2. Rouvrir le dialogue diplomatique
La Commission précédente a laissé les relations avec la Chine tendues suite à une querelle sur les véhicules électriques chinois (EV) qui a conduit l'UE à imposer des droits de douane de 35 % sur les importations chinoises. La Chine avait riposté en mettant en place des droits de douane sur le brandy et le cognac européens.
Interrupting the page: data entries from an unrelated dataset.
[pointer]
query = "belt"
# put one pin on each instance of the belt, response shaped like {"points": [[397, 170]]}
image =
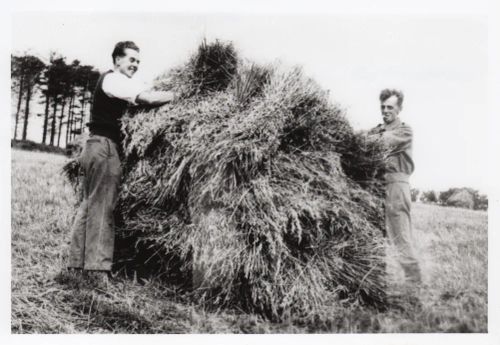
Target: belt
{"points": [[396, 177]]}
Depuis la pandémie de Covid, l'UE s'efforce également de réduire sa dépendance à l'égard de la Chine, notamment en ce qui concerne les matières premières essentielles.
La nouvelle stratégie consiste à "dérisquer par la diplomatie", selon Maria Martin-Prat, directrice générale adjointe de la Commission chargée du commerce. "Nous voulons fonder notre relation avec la Chine sur une combinaison d'engagement, mais aussi de protection", a déclaré la fonctionnaire européenne lors d'un événement à Bruxelles en amont du voyage de Maroš Šefčovič. "Nous avons laissé derrière nous l'idée d'une relation harmonieuse et égale", a-t-elle reconnu à propos de la distorsion du marché et des subventions.
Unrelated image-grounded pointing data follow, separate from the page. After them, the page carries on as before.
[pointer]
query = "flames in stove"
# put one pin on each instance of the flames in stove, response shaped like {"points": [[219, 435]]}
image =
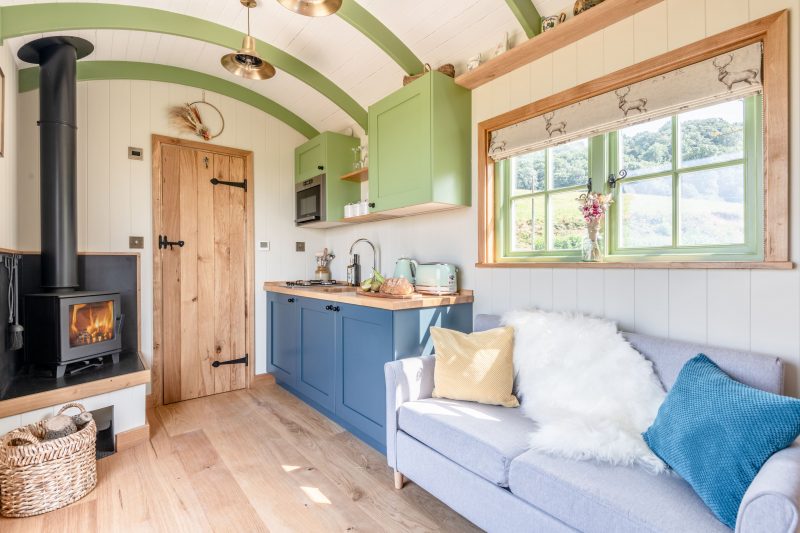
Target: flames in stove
{"points": [[91, 323]]}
Alicia Garcia Herrero a déclaré que Maroš Šefčovič explorerait les options découlant des mauvaises relations entre l'UE et les États-Unis, mais qu'il arriverait également avec un portefeuille d'enquêtes de l'UE sur les pratiques commerciales déloyales avec lequel il pourrait mettre en garde la Chine.
3. Pousser la Chine à agir sur ses surcapacités
Les surcapacités chinoises sont le cauchemar de l'Europe. "La Chine ne fait rien pour y remédier", a déclaré Maria Martin-Prat. Et avec les droits de douane américains sur les produits chinois, la Chine risque de détourner une plus grande partie de sa production vers le marché européen.
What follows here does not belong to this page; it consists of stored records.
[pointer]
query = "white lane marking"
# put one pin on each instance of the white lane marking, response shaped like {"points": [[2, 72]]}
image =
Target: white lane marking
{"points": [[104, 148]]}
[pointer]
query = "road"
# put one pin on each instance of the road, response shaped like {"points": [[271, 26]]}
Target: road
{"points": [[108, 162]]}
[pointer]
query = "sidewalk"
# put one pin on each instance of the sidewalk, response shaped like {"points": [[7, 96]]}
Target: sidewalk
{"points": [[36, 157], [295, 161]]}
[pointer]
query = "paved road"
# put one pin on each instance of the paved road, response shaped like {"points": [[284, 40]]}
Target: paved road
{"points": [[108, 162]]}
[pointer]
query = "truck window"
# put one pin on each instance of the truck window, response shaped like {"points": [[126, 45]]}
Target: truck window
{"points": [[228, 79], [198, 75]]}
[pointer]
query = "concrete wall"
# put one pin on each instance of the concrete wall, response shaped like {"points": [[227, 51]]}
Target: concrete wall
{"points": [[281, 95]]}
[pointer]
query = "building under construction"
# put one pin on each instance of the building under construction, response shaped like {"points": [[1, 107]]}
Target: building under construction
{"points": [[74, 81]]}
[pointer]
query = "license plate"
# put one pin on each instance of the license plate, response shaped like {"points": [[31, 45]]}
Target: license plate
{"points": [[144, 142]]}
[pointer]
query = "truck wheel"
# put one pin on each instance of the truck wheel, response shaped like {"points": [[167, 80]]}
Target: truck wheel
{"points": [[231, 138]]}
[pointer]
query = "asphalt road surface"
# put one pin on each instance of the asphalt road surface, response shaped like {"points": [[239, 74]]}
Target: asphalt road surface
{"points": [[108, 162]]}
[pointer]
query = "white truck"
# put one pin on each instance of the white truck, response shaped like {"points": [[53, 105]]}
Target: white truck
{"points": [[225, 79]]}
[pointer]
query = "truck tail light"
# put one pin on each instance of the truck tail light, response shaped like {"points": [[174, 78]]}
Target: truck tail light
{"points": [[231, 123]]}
L'acier, le ciment et le bois font partie des principales exportations de la Chine vers les États-Unis qui pourraient être réorientées vers les marchés européens dans le contexte actuel de la tempête tarifaire. "La demande chinoise pour ces produits a chuté en raison de l'arrêt de la construction immobilière", selon Victor Crochet. Les ordinateurs, les véhicules électriques et les énergies renouvelables, telles que les panneaux solaires ou les éoliennes, figurent également sur la liste des surcapacités chinoises.
"Pour remédier aux surcapacités, l'UE souhaite que la Chine passe d'un modèle basé sur les exportations et les subventions aux entreprises à un modèle basé sur son marché intérieur", a ajouté M. Crochet.
4. Lever les barrières pour les entreprises européennes
Les entreprises européennes se plaignent des obstacles qui les empêchent de faire des affaires en Chine. Par exemple, les transferts de données des entreprises européennes basées en Chine vers leurs succursales à l'étranger nécessitent le feu vert de l'Administration chinoise du Cyberespace (CAC). Un accord temporaire a été trouvé en 2023 entre l'UE et la Chine pour accélérer le processus d'approbation, mais comme l'a souligné M. Herrero, "il s'agit d'un problème majeur pour les entreprises européennes qui produisent beaucoup de données, qu'elles soient financières ou liées à des services."
5. Attirer davantage d'investissements chinois
L'UE souhaite attirer lesinvestissements chinois."L'Union européenne est en position de force dans ce domaine", a expliqué Sacha Courtial, expert de l'Institut Delors, à Euronews : "Nous ouvrons notre marché à nos conditions, c'est-à-dire en créant des emplois en Europe et en demandant des transferts de technologie. C'est l'idée derrière la fabrication de voitures électriques chinoises en Europe".
Le géant chinois des véhicules électriques BYD, qui a déjà ouvert un site en Hongrie, envisage d'ouvrir une usine de fabrication et d'assemblage en Europe occidentale afin d'éviter les droits de douane de l'UE.